Two-dimensional plots of the first two PCs derived from PCA on the 424 genotypes and 39,885 markers across and within islands are shown in Fig 3. The first top principal component (PC1) for all genotypes (Fig 3A) accounted for 8.9% of variance in the genetic data and was associated with variability of Lemnos genotypes (red color). In the same plot, the second top principal component (PC2, 8.3% of the genetic variability) was associated with variability of Lesvos genotypes (blue color) and separated most Lesvos from Lemnos samples. PC2 also demonstrated the closeness of Lesvos and Lemnos sheep populations as some (n = 10) Lesvos samples had PC2 values similar to Lemnos sheep (see center of the plot). PCA plot of Lesvos genotypes in the two-dimensional space (Fig 3B) revealed genetic infrastructure within the island, with herds LESV1 (green color) and LESV5 (red color) appearing as separated genetic groups from the remaining herds. Genetic infrastructure was also detected within Lemnos in the two-dimensional space. Here, there were three distinct clusters detected corresponding to herds LEMN1 (green), LEMN2 (yellow) and LEMN3 (light grey) (Fig 3C). Overall, PCA plots increased detection resolution by disclosing previously undiscovered genetic infrastructure within islands. In all the PCA plots the explanatory power of the first two PC axes was low (explaining about 16% - 18% of variation in the genetic data) implying that there could be more undetectable genetic structure in the data, not identifiable via two dimensional plots.

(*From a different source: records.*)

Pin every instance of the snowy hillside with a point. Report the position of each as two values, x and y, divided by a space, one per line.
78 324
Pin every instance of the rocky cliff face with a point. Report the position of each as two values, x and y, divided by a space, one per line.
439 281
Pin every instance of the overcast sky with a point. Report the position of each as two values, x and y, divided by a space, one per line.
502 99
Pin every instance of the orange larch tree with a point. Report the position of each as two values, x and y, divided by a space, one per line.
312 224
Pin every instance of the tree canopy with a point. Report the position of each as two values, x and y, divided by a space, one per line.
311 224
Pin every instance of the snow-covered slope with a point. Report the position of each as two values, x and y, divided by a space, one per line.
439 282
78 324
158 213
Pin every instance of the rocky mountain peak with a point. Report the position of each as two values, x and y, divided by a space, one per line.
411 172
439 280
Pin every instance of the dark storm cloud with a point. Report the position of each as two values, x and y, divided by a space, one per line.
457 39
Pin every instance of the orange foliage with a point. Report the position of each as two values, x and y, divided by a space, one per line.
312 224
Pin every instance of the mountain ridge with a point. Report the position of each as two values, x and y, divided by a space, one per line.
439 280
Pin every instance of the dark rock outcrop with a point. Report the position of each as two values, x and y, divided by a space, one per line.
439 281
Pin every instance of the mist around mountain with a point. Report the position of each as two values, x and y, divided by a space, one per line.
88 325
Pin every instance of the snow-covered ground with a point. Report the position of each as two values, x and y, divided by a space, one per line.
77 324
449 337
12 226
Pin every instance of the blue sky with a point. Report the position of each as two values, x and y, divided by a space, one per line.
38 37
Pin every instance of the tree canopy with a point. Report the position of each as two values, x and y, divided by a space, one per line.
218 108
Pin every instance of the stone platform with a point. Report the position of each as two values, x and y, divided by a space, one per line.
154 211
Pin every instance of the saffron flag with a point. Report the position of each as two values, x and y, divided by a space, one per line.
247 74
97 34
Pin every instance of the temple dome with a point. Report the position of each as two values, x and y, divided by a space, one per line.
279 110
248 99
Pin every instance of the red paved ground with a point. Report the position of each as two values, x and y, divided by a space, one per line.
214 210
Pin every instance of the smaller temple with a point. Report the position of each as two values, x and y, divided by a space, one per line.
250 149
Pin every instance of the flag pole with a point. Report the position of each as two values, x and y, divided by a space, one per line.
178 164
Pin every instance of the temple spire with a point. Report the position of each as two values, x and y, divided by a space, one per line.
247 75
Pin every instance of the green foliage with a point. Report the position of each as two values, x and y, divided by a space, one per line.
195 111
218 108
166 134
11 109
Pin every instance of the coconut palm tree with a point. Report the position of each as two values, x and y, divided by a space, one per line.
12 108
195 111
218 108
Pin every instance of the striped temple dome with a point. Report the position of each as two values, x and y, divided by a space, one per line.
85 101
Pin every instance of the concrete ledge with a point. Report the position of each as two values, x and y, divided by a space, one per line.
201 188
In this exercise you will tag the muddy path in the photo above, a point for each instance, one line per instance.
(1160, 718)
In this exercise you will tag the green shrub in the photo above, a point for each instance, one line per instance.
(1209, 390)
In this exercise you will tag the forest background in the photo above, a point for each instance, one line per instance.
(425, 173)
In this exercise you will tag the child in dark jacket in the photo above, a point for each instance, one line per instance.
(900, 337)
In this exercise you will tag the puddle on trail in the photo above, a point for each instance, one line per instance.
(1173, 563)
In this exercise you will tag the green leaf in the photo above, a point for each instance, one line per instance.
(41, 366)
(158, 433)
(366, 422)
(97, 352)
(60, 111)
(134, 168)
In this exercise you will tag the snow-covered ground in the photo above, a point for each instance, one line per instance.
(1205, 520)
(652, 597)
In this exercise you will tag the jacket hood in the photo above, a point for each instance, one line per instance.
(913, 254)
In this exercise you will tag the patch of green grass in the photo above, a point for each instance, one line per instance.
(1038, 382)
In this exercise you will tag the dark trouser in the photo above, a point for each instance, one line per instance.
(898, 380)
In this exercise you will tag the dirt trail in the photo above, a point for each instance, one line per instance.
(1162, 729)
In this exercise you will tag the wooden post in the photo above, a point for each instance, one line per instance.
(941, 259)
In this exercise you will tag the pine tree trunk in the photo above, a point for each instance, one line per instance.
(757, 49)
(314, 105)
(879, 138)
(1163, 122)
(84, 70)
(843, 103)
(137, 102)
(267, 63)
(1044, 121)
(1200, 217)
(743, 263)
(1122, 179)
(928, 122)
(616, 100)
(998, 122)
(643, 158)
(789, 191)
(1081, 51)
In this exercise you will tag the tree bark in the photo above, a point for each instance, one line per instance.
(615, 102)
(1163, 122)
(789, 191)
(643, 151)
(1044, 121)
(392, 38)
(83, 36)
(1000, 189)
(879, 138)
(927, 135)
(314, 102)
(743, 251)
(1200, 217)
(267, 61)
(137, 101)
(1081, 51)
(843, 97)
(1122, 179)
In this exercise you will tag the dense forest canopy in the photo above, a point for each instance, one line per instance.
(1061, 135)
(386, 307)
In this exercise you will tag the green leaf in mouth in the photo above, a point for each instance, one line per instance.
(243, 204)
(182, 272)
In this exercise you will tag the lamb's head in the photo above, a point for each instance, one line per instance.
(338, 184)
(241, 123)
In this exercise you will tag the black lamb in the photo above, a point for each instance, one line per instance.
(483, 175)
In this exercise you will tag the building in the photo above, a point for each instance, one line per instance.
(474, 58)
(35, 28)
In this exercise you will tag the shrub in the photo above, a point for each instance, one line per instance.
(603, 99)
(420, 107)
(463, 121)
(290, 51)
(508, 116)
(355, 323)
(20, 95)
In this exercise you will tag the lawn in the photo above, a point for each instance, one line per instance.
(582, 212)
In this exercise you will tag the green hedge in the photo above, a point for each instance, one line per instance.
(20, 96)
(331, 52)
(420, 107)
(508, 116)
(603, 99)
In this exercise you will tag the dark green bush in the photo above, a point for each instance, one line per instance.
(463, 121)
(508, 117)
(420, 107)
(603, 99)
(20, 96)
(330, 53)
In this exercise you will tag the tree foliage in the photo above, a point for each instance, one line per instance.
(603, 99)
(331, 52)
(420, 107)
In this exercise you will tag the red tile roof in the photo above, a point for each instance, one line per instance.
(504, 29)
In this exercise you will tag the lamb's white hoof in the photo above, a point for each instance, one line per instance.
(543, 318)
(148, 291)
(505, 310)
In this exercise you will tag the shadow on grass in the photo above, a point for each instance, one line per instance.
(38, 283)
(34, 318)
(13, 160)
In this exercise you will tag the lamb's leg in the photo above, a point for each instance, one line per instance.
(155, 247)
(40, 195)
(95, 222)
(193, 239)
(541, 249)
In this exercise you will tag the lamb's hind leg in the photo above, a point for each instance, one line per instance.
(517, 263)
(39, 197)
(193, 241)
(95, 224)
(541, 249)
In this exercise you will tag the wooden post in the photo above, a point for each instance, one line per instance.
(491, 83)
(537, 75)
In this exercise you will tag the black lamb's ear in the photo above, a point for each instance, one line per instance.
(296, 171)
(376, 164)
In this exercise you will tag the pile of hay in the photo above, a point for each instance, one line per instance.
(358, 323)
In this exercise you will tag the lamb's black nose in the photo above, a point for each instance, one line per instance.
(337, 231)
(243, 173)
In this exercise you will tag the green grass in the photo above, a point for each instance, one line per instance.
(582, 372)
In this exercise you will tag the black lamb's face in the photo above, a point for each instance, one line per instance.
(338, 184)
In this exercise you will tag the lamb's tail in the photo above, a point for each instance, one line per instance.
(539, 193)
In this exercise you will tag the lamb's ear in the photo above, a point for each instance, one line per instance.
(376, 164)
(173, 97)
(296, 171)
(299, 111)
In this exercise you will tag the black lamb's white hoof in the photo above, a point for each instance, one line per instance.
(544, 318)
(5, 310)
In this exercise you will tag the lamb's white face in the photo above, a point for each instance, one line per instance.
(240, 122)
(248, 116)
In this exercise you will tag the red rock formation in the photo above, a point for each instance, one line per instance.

Two-dimensional plots of the first two principal component (PC) axes of genetic variation (labeled PC1 and PC2) of sheep genotypes per island (A), for Lesvos (B) and Lemnos (C). The percentage of variance each PC axis explained is also provided. Each point represents an individual genotype and points are colored by island (top) and herds within islands (middle and bottom). Plots were constructed using the ggplot2 R package [15].
Fig 3

Two-dimensional plots of the first two principal component (PC) axes of genetic variation (labeled PC1 and PC2) of sheep genotypes per island (A), for Lesvos (B) and Lemnos (C). The percentage of variance each PC axis explained is also provided. Each point represents an individual genotype and points are colored by island (top) and herds within islands (middle and bottom). Plots were constructed using the ggplot2 R package [15].

Detection of genetic clusters as ancestry proportions via AD is shown in Fig 4. With the number of clusters (K) set at 2 (CV error = 0.6098) only one distinct cluster was generated that included animals of herds LEMN1, LEMN2 and LEMN3 (light blue color). This cluster was also persistent at K = 3 (CV error = 0.6086) when another cluster corresponding to Lesvos sheep (dark blue color) emerged. At K = 4 (CV error = 0.6163), animals of herds LEMN1, LEMN2 and LEMN3 split-off into two groups suggesting different ancestry genetic backgrounds for animals of herd LEMN1 vs. herds LEMN2 and LEMN3.

Genetic clusters as ancestry proportions of Lemnos and Lesvos sheep revealed by admixture analysis in fastStructure [11].
Fig 4

Genetic clusters as ancestry proportions of Lemnos and Lesvos sheep revealed by admixture analysis in fastStructure [11].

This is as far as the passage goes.